Now Yvonnel reached deeper, and instead of focusing her thoughts on the external images flying about them, on a sudden impulse, she turned inward, into K’yorl. At first, there was only darkness, and she could feel her partner resisting.
She prodded with thoughts and promises of peace and comfort, of pleasure and not pain. So long had this woman been battered and tortured, so brutal had been her fall.
K’yorl wanted to resist, but Yvonnel wouldn’t let go-and she even let K’yorl into her own thoughts to witness, naked, her sincerity. Yvonnel had no desire or reason to torture K’yorl. It would offer her no benefit and give her no pleasure.
Her offer, her promise, was real, and K’yorl came to believe that, Yvonnel knew, when those barriers began to thin and wash away.
And a grand revelation followed when Yvonnel began to understand this strange magic of the mind so much better. She didn’t expect that she would learn psionics in this way, but the beauty of this melding was that Yvonnel realized she didn’t have to.
She had a weapon. K’yorl was her weapon, and she could use the woman as readily as she might trigger a wand or fire a bow.
She scoured the woman’s thoughts, asking questions and finding answers. What powers might be available to her? What strange spells could she cast through the melding, through the instrument that was K’yorl?

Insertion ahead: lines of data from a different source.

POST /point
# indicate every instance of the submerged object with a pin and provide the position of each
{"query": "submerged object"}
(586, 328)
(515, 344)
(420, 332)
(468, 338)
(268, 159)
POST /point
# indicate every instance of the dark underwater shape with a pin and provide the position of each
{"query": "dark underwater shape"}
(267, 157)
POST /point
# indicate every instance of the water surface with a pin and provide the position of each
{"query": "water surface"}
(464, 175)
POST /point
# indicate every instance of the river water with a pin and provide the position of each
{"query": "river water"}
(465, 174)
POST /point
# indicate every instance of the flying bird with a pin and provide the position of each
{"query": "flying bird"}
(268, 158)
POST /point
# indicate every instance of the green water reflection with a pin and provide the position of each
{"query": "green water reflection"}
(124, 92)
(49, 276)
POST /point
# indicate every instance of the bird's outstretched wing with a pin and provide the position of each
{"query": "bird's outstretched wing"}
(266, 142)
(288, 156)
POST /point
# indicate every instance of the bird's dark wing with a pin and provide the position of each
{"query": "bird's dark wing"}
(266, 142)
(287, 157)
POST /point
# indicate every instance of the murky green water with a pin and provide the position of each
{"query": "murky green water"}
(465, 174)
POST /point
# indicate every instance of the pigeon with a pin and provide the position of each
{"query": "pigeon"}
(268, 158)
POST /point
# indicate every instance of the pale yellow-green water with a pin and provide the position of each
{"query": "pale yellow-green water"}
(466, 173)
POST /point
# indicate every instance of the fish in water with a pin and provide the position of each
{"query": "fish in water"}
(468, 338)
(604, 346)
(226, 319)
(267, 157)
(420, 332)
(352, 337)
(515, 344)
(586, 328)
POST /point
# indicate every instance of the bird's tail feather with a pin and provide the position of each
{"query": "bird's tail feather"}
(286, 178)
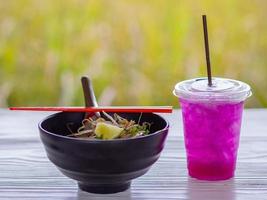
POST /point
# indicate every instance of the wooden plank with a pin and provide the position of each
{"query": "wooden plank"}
(26, 173)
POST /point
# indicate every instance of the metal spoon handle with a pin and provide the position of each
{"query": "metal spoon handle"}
(89, 95)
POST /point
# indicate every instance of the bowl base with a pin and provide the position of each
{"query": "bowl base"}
(104, 188)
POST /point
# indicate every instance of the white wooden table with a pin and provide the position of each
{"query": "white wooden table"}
(26, 173)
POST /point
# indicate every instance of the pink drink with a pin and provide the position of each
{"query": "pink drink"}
(212, 120)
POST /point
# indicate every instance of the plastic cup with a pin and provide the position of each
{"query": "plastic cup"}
(212, 119)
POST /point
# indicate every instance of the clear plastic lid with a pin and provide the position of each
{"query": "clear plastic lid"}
(222, 89)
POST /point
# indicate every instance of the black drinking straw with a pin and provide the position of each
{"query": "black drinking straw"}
(206, 40)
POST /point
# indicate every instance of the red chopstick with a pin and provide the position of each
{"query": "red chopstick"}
(117, 109)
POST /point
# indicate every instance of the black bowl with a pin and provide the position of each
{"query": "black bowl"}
(102, 166)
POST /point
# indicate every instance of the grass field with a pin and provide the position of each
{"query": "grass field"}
(133, 50)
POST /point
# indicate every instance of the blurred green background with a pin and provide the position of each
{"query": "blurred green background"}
(133, 50)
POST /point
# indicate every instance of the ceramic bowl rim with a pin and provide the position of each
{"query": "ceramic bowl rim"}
(99, 140)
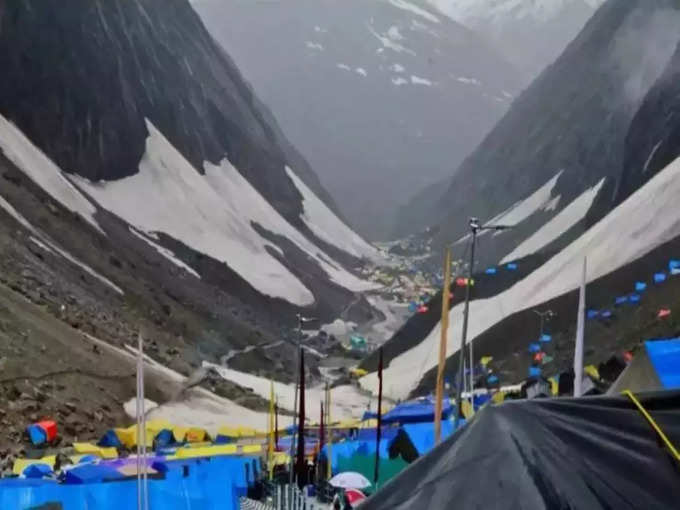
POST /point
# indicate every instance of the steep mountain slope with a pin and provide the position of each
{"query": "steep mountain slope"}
(145, 187)
(382, 96)
(570, 124)
(530, 33)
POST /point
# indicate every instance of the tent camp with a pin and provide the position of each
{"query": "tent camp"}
(655, 367)
(588, 453)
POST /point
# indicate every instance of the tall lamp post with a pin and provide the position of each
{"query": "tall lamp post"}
(301, 321)
(475, 229)
(544, 315)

She eased her thoughts back to their surroundings. Their blended consciousness had escaped the Room of Divination once more, now moving about the corridors surrounding the room, which were mostly empty, as Yvonnel had demanded.
They witnessed Minolin Fey in a side chamber, lighting the many candles on a crystal candelabra, performing a common ceremony of meditation.
Yvonnel telepathically whispered to K’yorl Odran, setting her mental fingers to the bowstring.
K’yorl hesitated only briefly, only until Yvonnel assured her that her future was not back in the pit of the balor Errtu.
The joined women loosed the psionic arrow.
Minolin Fey’s thoughts scrambled under the invisible barrage. Her words slurred and became nonsensical. Her hands fumbled, the candle falling to the floor at her feet.
The poor woman muttered, stammered, stuttered, garbled gibberish spilling forth.
The flames caught the bottom of her robe.
She didn’t even notice.
Yvonnel gasped with delight.
“Stop!” Yvonnel at last instructed K’yorl, and the two let go their mental clamp.
Minolin Fey nearly pitched over headlong, gasping back to her sensibilities. Still, it took her a few heartbeats to realize that she was on fire, and then she screamed, batting at her robes.
Yvonnel reached into her own magic, casting a simple spell to create water, thinking to douse her mother.
But no, she found. She couldn’t do that. She couldn’t find any avenue to use her magic through the scrying stoup. Perhaps she would need to invite other Baenre priestesses to join her in ritual, as gatherings of priestesses did when waging war on another House, as the Melarni were likely soon doing, or perhaps even then doing, to House Do’Urden.
She focused outward again. Minolin Fey had shed the gown and stumbled away. She leaned heavily against the wall, trembling hands reaching for the burns on one shin. Yvonnel appreciated her mother’s calm as Minolin Fey cast anew, a healing spell to repair the burns.
As soon as that was completed, the priestess glanced around the side chamber, out of embarrassment or confusion, or perhaps fear. There was a wariness in her darting eyes, Yvonnel noted, as if she sensed something.
So, we are not fully invisible, Yvonnel thought, and she felt K’yorl agree.
Still, what a wonderful weapon!
Yvonnel guided the blended consciousness back to the Room of Divination, then pulled her hands from the stoup and clapped them excitedly.
“Oh, you are wonderful!” she told K’yorl when the woman blinked open her eyes. “The power of your mind is glorious! That you are able to extend it out through the divination, to so fully disembody our thoughts from our bodies … Glorious.”
“I … I …” K’yorl stammered, not seeming to quite have a handle on all of this.